RIP Ahmet Ertegun (1923-2006)
The terrible news came last Friday evening, courtesy of one of my dearest friends in Manhattan: Ahmet Ertegun, founding chairman of Atlantic Records, had died at the New York-Presbyterian Hospital/Weill Cornell Medical Center. He passed away after lingering in a coma for weeks as a result of a fall backstage at the Beacon Theatre during the Rolling Stones' command performance for Bill Clinton. And so I immediately scrapped the year-end opus I had been laboring on most of last week that was meant to run in this space; what do the fancies and follies of today's parade of callow pop stars matter when a real record industry giant like Ahmet Ertegun has gone to Glory? That this loss of someone I never even met should impact me so might seem strange to some. And yet I am devastated. Truly, the demise of Mr. Ertegun feels like an amputation -- this in a time when my heart is already cleft in two.
The year 2006 was, for me, the year the music died. As early as late January when we saw Terence Malick's Powhatan saga The New World -- illuminating our ancestral heritage just in time for Jamestown's 400th anniversary in 2007 -- and then my ailing mother undertook her last voyage to the Motherland (South Africa), sounds had begun to disenchant in the wake of the high point of British singer-songwriter Lewis Taylor's sole U.S. show (at New York's Bowery Ballroom). And these last six months have seen me turn recluse, inured to electric ballrooms, record fairs and such. Only the release of Gnarls Barkley's magnificent St. Elsewhere (Downtown/Atlantic), the soundtrack to my mother's fadeout in the spring, penetrated my perpetual fog.
Even if regular readers, family, friends and foes are tired of my sorrow, the immensity of the loss of my mother this past summer cannot be overstated. Yet the impact and aftereffects of this life-altering death were considerably worsened by the music world's losses, in rapid succession, of Malian master Ali Farka Touré (I lived as a child in Mali, when my mother became the third black woman Ambassador in American history, appointed to steward U.S. interests in that country of the Western Sudan); Southern rock 'n' soul legend Phil Walden Sr. (whom I vainly attempted to eulogize in this space with a paean to the leaders of the new Dixie-fried breed, Hobex and Mofro); swamp-rock cult hero Johnny Jenkins (one of Walden's artists on Capricorn Records); (my Philly acquaintance and erstwhile Atlantic artist) Rufus Harley, the world's first soul-jazz bagpiper; and one of my all-time rock 'n' roll heroes, Arthur Lee of Love, the Singing Cowboy and O.G. Pied Piper of Freak-Folk.
Arif Mardin, another Turkish émigré legendary in the 20th century music business and an intimate colleague of Ertegun's at Atlantic Records (aka The House that Ruth Built) in its early postwar heyday, died within a day of my mother, also in Manhattan, of the same brutal pancreatic cancer.

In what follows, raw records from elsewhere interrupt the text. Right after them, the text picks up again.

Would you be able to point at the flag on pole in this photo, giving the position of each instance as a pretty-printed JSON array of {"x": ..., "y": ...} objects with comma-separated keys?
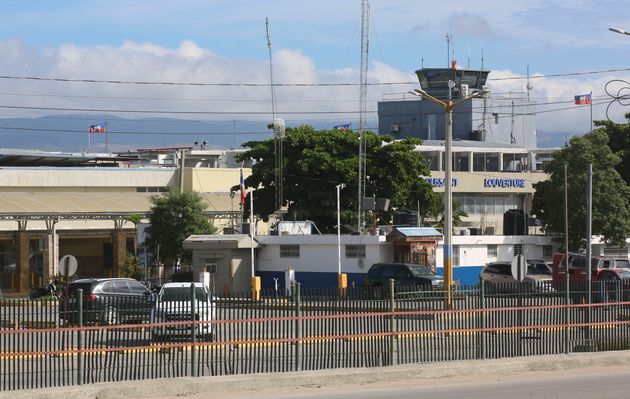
[
  {"x": 582, "y": 99},
  {"x": 100, "y": 128},
  {"x": 243, "y": 192},
  {"x": 347, "y": 126}
]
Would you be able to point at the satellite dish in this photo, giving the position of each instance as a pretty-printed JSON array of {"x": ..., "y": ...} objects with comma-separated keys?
[{"x": 68, "y": 265}]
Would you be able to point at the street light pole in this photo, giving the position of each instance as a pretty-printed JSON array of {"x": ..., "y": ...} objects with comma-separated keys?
[
  {"x": 448, "y": 204},
  {"x": 620, "y": 31},
  {"x": 339, "y": 187},
  {"x": 448, "y": 185}
]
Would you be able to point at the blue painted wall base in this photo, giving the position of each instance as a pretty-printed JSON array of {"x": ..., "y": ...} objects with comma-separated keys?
[{"x": 466, "y": 275}]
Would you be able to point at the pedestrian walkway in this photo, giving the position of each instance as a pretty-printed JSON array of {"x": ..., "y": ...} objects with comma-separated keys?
[{"x": 468, "y": 370}]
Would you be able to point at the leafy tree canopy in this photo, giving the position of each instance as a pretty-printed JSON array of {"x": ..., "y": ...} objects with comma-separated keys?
[
  {"x": 314, "y": 162},
  {"x": 175, "y": 216},
  {"x": 611, "y": 215}
]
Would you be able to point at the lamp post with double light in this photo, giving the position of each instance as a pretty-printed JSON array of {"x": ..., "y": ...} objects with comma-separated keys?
[
  {"x": 339, "y": 187},
  {"x": 620, "y": 31},
  {"x": 448, "y": 107}
]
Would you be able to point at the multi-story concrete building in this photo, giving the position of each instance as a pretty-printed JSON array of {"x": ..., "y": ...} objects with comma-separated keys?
[{"x": 53, "y": 204}]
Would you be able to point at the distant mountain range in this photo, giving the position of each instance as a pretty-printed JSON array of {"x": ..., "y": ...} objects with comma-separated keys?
[{"x": 69, "y": 133}]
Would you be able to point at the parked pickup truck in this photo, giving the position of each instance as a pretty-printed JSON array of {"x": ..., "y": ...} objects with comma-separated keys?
[{"x": 173, "y": 304}]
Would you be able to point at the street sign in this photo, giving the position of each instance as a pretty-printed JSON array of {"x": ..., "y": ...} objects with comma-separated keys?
[
  {"x": 68, "y": 265},
  {"x": 519, "y": 267}
]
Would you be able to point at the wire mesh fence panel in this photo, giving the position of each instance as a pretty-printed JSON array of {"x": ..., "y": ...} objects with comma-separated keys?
[{"x": 91, "y": 339}]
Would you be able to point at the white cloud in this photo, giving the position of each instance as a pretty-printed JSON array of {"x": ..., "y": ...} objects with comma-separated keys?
[{"x": 189, "y": 62}]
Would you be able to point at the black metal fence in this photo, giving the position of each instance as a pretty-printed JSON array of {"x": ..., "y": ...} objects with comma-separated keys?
[{"x": 50, "y": 343}]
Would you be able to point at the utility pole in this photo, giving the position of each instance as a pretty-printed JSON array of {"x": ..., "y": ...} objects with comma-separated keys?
[
  {"x": 278, "y": 134},
  {"x": 365, "y": 48}
]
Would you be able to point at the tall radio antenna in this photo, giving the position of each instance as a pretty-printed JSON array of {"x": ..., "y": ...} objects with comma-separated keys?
[
  {"x": 278, "y": 128},
  {"x": 365, "y": 48}
]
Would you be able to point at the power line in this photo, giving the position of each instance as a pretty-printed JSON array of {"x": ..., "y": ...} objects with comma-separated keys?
[
  {"x": 244, "y": 84},
  {"x": 136, "y": 111},
  {"x": 131, "y": 133}
]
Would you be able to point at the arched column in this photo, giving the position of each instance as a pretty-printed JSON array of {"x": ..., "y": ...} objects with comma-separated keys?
[{"x": 22, "y": 257}]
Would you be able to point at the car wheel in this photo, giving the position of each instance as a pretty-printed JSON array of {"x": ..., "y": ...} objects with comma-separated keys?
[
  {"x": 208, "y": 337},
  {"x": 110, "y": 316}
]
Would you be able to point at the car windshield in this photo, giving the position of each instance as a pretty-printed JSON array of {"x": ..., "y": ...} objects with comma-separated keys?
[
  {"x": 532, "y": 270},
  {"x": 538, "y": 268},
  {"x": 421, "y": 271},
  {"x": 173, "y": 294}
]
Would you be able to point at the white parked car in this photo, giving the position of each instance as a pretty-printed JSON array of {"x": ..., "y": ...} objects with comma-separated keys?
[{"x": 173, "y": 304}]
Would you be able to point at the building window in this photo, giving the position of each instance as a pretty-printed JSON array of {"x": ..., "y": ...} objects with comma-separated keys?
[
  {"x": 355, "y": 251},
  {"x": 455, "y": 255},
  {"x": 289, "y": 251},
  {"x": 493, "y": 251},
  {"x": 518, "y": 249}
]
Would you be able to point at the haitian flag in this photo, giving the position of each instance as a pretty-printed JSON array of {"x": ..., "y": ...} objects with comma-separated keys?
[
  {"x": 347, "y": 126},
  {"x": 582, "y": 99},
  {"x": 100, "y": 128},
  {"x": 243, "y": 192}
]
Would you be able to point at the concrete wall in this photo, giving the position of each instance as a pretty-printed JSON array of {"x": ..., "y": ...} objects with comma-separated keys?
[
  {"x": 207, "y": 180},
  {"x": 473, "y": 253},
  {"x": 317, "y": 265},
  {"x": 62, "y": 178}
]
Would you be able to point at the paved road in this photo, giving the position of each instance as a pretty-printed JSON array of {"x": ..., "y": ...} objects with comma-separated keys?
[{"x": 600, "y": 383}]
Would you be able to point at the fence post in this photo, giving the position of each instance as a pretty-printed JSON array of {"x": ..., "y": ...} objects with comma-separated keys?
[
  {"x": 392, "y": 323},
  {"x": 567, "y": 302},
  {"x": 193, "y": 332},
  {"x": 80, "y": 337},
  {"x": 481, "y": 321},
  {"x": 298, "y": 327}
]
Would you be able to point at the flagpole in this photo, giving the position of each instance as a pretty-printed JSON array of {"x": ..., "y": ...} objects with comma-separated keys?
[{"x": 591, "y": 111}]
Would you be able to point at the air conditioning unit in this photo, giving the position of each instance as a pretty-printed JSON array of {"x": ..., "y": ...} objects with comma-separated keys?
[{"x": 464, "y": 90}]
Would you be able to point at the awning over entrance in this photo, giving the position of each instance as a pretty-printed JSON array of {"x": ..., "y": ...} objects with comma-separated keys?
[
  {"x": 210, "y": 242},
  {"x": 79, "y": 205}
]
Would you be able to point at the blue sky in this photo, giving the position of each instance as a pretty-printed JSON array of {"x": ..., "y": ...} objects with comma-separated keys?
[{"x": 315, "y": 42}]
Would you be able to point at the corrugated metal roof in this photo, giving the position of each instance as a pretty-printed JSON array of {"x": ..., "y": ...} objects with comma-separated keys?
[
  {"x": 419, "y": 231},
  {"x": 96, "y": 202}
]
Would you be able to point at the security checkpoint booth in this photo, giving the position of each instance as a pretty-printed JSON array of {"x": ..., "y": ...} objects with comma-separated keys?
[{"x": 227, "y": 258}]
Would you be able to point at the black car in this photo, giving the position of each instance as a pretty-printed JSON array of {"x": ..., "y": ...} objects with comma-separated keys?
[
  {"x": 107, "y": 301},
  {"x": 403, "y": 274}
]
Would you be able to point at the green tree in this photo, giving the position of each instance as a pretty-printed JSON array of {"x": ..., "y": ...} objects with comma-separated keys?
[
  {"x": 175, "y": 216},
  {"x": 314, "y": 162},
  {"x": 611, "y": 215},
  {"x": 131, "y": 267}
]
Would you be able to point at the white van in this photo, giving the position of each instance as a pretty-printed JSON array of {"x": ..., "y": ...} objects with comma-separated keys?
[{"x": 173, "y": 304}]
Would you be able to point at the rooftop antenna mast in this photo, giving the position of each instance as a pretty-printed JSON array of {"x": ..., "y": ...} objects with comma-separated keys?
[
  {"x": 365, "y": 48},
  {"x": 279, "y": 130},
  {"x": 449, "y": 37}
]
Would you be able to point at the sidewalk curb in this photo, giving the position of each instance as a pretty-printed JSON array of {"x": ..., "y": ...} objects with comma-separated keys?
[{"x": 184, "y": 386}]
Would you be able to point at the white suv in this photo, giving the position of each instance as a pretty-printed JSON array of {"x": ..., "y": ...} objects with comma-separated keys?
[{"x": 173, "y": 304}]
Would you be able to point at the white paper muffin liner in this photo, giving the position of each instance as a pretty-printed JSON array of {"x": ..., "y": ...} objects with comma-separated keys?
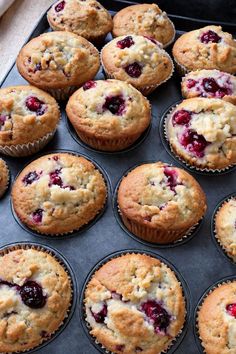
[
  {"x": 187, "y": 164},
  {"x": 185, "y": 293},
  {"x": 73, "y": 286},
  {"x": 21, "y": 150}
]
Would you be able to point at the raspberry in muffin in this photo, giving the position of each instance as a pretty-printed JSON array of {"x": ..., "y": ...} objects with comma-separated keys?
[
  {"x": 88, "y": 19},
  {"x": 109, "y": 115},
  {"x": 138, "y": 60},
  {"x": 134, "y": 303},
  {"x": 202, "y": 132},
  {"x": 35, "y": 296},
  {"x": 160, "y": 203},
  {"x": 28, "y": 120},
  {"x": 210, "y": 84},
  {"x": 144, "y": 19},
  {"x": 205, "y": 48},
  {"x": 4, "y": 177},
  {"x": 58, "y": 193},
  {"x": 217, "y": 320},
  {"x": 225, "y": 227},
  {"x": 58, "y": 62}
]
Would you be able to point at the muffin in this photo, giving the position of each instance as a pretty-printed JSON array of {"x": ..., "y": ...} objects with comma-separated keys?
[
  {"x": 210, "y": 84},
  {"x": 109, "y": 115},
  {"x": 35, "y": 296},
  {"x": 58, "y": 194},
  {"x": 225, "y": 231},
  {"x": 28, "y": 120},
  {"x": 58, "y": 62},
  {"x": 144, "y": 19},
  {"x": 160, "y": 203},
  {"x": 134, "y": 303},
  {"x": 138, "y": 60},
  {"x": 202, "y": 132},
  {"x": 205, "y": 48},
  {"x": 216, "y": 320},
  {"x": 88, "y": 19},
  {"x": 4, "y": 177}
]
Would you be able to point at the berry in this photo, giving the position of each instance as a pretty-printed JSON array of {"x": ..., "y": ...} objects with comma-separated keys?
[{"x": 127, "y": 42}]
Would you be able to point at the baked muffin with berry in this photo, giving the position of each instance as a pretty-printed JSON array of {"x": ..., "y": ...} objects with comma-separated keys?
[
  {"x": 202, "y": 132},
  {"x": 58, "y": 194},
  {"x": 160, "y": 203},
  {"x": 144, "y": 19},
  {"x": 210, "y": 84},
  {"x": 28, "y": 120},
  {"x": 109, "y": 115},
  {"x": 216, "y": 320},
  {"x": 4, "y": 177},
  {"x": 225, "y": 230},
  {"x": 138, "y": 60},
  {"x": 205, "y": 48},
  {"x": 138, "y": 292},
  {"x": 58, "y": 62},
  {"x": 88, "y": 19},
  {"x": 35, "y": 295}
]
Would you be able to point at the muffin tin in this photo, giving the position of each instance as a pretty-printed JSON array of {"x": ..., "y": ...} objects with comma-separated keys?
[{"x": 197, "y": 260}]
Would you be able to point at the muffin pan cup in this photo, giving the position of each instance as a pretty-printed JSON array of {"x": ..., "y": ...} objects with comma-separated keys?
[
  {"x": 216, "y": 241},
  {"x": 84, "y": 227},
  {"x": 220, "y": 282},
  {"x": 186, "y": 293},
  {"x": 165, "y": 141},
  {"x": 187, "y": 237},
  {"x": 67, "y": 267}
]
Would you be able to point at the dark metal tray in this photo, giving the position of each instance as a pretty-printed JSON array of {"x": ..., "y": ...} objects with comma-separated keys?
[{"x": 198, "y": 260}]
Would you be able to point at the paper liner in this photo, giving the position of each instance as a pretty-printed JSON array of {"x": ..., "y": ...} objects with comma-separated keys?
[
  {"x": 84, "y": 227},
  {"x": 145, "y": 90},
  {"x": 185, "y": 291},
  {"x": 73, "y": 285},
  {"x": 198, "y": 340},
  {"x": 22, "y": 150},
  {"x": 217, "y": 240},
  {"x": 164, "y": 137}
]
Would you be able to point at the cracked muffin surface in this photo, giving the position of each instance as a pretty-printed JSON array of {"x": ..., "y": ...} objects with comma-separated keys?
[
  {"x": 58, "y": 193},
  {"x": 134, "y": 303},
  {"x": 202, "y": 132},
  {"x": 35, "y": 295}
]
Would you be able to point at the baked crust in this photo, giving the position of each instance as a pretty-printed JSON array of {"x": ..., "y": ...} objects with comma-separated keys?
[
  {"x": 144, "y": 19},
  {"x": 22, "y": 125},
  {"x": 87, "y": 19},
  {"x": 57, "y": 60},
  {"x": 216, "y": 327},
  {"x": 23, "y": 327},
  {"x": 68, "y": 190},
  {"x": 192, "y": 54},
  {"x": 124, "y": 283}
]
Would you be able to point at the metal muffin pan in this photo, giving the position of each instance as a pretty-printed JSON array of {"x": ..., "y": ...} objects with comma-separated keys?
[{"x": 197, "y": 260}]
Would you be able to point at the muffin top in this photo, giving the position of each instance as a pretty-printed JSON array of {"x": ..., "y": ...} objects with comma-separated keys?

I had met Mr. Mardin and was friends with his producer/musician son, Joe. I too am acquainted with Jerry Wexler, through my Southern gentleman mentor Stanley Booth, and friends with his musician daughter, Lisa. Papa Dip Wexler has not only been influential to me as the onetime music journalist who coined the term "rhythm & blues," for helping foster the Skydog and shepherding Aretha Franklin to her greatest heights, but also for kindly regaling me with personal tales of the immortal soul icon Donny Hathaway, extolling the virtues of session legends like the late great Eric Gale, and turning me on to Dusty in Memphis and the glories of King Solomon Burke (whose latest CD, Nash8ville, was among the triumphs of the year).
I had dealings with various younger Waldens as well, throughout the 1990s while I toiled on the trail of such new wave Southern rock outfits as Gov't Mule. But, despite having never encountered the man Otis Redding called "Omlet" in the oh-so civilized flesh, I can never forget that the first person I ever knew of in the record trade was him. He was my first hero, besides my mother -- the first person outside of my immediate family of whom I have any consciousness whatsoever. And I will never forget the immeasurable contributions he made, not only to the music industry, but to American culture itself -- and that of the African Diaspora. Indeed, the sole reason to look forward to the imminent return of Black History Month in February will be to heavily rotate Atlantic recordings from Brother Ray to the Dirty South's current favorite Rev. MC, Cee-Lo (as half of Gnarls Barkley).
If we people who are darker than blue put the African in Atlantic during the centuries of our bodies and spirits' theft via pernicious Triangular Trade, then our Afro-Asiatic cousin Ahmet Ertegun ensured that the Atlantic remained black in the most crucial era of the Civil Rights Movement, which irrevocably transfigured the very Southland we live and listen upon this day.